It was a tough race to see whether the one new block of Judd Avenue would be completed before the snow flies. Since its original completion date flew past months ago, it was a good bet the street would remain in disarray throughout the winter.
Plan B  may have been to use the bare street as a one-block cross country ski trail or have it flooded and used as another outdoor skating rink. We still have a mound of dirt on site to use as a sledding hill if the county ever cuts down the tall weeds and small trees growing on it.
So with Judd Avenue complete, Glencoe can now claim a city “street-to-nowhere” to match our “trail-to-nowhere.” Aren’t we lucky?
That goes hand-in-hand with Glencoe’s theme of being the “stop sign capitol of the state.” Ever notice that stop signs have a habit of popping up where least expected?
Now after years of being a straight shot on 11th Street from Pryor Avenue east to Union Avenue, we now have a stop sign on that stretch at Stevens Avenue. Didn’t even know there was a Stevens Avenue? Or Queen Avenue for that matter?
Haven’t noticed the new stop signs? Well, you probably blew through them like so many of us. Apparently it just showed up without warning.
Why that three-way intersection needed a two-way stop sign designation is known only to the local stop sign gods. There did not seem to be that much traffic congestion along that stretch of 11th Street, and it seemed to be one of the few remaining stretches without a stop sign every other block.

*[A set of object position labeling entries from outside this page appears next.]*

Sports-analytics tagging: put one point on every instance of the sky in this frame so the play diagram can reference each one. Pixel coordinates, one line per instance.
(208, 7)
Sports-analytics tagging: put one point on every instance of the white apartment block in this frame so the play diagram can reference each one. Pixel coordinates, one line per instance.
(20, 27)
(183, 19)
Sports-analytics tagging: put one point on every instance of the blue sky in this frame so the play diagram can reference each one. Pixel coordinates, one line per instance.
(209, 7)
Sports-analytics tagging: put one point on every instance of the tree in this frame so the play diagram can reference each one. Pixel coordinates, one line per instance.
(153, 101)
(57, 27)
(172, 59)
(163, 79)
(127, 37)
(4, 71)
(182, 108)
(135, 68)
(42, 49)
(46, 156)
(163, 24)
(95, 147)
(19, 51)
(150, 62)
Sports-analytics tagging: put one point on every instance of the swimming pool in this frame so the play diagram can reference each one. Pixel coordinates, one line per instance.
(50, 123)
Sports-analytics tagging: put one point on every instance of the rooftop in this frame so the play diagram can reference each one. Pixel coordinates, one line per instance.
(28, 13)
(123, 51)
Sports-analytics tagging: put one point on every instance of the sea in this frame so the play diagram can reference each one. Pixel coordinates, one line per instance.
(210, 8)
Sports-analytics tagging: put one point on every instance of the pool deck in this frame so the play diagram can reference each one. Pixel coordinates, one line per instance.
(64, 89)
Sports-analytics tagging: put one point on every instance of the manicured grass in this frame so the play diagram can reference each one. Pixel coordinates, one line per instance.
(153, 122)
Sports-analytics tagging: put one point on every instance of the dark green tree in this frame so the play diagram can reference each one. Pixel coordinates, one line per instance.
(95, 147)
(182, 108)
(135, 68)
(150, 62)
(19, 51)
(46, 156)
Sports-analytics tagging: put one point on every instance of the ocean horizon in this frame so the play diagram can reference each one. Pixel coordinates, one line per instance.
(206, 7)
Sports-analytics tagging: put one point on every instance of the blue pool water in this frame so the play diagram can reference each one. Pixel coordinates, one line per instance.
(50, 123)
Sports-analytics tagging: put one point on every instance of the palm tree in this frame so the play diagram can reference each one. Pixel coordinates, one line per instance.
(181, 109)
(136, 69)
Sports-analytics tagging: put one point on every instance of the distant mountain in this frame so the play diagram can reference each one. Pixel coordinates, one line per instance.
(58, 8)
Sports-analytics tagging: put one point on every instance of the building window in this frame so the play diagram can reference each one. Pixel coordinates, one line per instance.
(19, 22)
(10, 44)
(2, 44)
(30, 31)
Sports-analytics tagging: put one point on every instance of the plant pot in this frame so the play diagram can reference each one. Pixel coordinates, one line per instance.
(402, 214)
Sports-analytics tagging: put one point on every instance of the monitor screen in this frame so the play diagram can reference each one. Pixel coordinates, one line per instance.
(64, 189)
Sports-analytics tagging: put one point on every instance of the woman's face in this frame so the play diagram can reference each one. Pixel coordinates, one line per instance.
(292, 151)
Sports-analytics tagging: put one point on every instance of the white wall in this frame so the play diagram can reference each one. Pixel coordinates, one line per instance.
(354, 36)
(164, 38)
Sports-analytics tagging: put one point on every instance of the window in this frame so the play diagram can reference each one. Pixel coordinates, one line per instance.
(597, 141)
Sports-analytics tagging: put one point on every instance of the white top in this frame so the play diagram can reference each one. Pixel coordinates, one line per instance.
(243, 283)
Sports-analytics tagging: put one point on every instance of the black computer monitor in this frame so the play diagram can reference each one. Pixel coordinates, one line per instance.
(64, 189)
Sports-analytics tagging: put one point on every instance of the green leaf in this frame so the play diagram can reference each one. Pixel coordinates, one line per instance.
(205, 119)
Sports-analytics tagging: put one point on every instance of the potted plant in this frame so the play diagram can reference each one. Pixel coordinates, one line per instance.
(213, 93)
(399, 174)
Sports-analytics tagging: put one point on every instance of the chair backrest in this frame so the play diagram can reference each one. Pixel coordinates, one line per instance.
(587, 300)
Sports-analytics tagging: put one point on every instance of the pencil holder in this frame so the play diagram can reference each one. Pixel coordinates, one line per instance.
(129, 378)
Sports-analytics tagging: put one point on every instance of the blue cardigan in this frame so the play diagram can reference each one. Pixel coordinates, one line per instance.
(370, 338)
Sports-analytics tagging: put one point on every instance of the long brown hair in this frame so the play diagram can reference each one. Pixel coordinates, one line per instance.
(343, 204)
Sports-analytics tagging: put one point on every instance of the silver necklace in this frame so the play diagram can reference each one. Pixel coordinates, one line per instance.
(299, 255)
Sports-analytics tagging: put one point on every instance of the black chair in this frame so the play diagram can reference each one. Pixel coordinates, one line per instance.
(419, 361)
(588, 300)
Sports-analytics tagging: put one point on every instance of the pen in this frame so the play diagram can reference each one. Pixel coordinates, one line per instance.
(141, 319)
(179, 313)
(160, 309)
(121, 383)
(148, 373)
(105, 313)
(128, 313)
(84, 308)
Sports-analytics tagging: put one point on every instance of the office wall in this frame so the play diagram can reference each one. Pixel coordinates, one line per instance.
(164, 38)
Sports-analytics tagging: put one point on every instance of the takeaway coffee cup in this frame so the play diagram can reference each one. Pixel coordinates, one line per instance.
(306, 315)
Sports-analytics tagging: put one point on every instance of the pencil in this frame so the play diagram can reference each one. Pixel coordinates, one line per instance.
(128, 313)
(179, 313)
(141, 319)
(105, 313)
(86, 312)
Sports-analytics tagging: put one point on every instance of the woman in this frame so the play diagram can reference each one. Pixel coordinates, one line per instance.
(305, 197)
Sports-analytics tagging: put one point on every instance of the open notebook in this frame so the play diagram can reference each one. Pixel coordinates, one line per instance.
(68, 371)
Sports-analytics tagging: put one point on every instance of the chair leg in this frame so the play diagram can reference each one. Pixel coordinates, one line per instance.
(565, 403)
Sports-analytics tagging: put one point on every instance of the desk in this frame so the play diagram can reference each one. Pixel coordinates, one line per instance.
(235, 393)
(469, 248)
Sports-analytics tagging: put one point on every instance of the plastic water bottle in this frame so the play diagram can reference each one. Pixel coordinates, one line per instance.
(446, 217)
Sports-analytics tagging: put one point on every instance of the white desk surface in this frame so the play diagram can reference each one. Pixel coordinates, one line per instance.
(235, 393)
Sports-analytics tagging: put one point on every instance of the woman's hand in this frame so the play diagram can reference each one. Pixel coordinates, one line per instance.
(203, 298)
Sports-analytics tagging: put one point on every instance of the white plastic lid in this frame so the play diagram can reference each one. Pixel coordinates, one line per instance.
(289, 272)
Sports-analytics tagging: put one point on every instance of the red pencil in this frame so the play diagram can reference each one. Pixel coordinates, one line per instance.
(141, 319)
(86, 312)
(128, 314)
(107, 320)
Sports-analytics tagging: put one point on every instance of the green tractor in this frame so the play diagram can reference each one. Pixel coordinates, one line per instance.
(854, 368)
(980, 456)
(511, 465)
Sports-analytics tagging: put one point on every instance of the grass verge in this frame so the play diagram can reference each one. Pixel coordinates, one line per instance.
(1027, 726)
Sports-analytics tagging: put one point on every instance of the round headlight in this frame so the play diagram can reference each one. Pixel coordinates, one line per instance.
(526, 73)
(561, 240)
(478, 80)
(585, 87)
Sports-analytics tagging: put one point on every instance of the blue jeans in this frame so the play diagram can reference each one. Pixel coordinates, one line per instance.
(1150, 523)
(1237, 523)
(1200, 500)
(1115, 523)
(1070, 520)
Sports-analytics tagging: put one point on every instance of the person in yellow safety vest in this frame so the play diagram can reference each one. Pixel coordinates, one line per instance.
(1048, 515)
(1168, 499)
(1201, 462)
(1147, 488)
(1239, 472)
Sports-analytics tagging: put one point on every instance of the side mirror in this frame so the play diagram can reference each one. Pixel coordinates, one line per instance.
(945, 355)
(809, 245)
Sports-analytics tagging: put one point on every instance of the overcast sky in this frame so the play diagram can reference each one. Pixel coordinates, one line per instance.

One aim of the stop signs is to channel motorists to other streets with less signage. But at this rate, there will be no other streets with less signage.
So those traveling the streets of Glencoe, add a few more minutes to your commute through town, unless, of course, you are taking the new “street-to-nowhere.” No stop signs on that one … yet.
Rich Glennie was the editor of The Chronicle for 23 years. He retired Aug. 1, 2014, but still plans to submit an occasional column.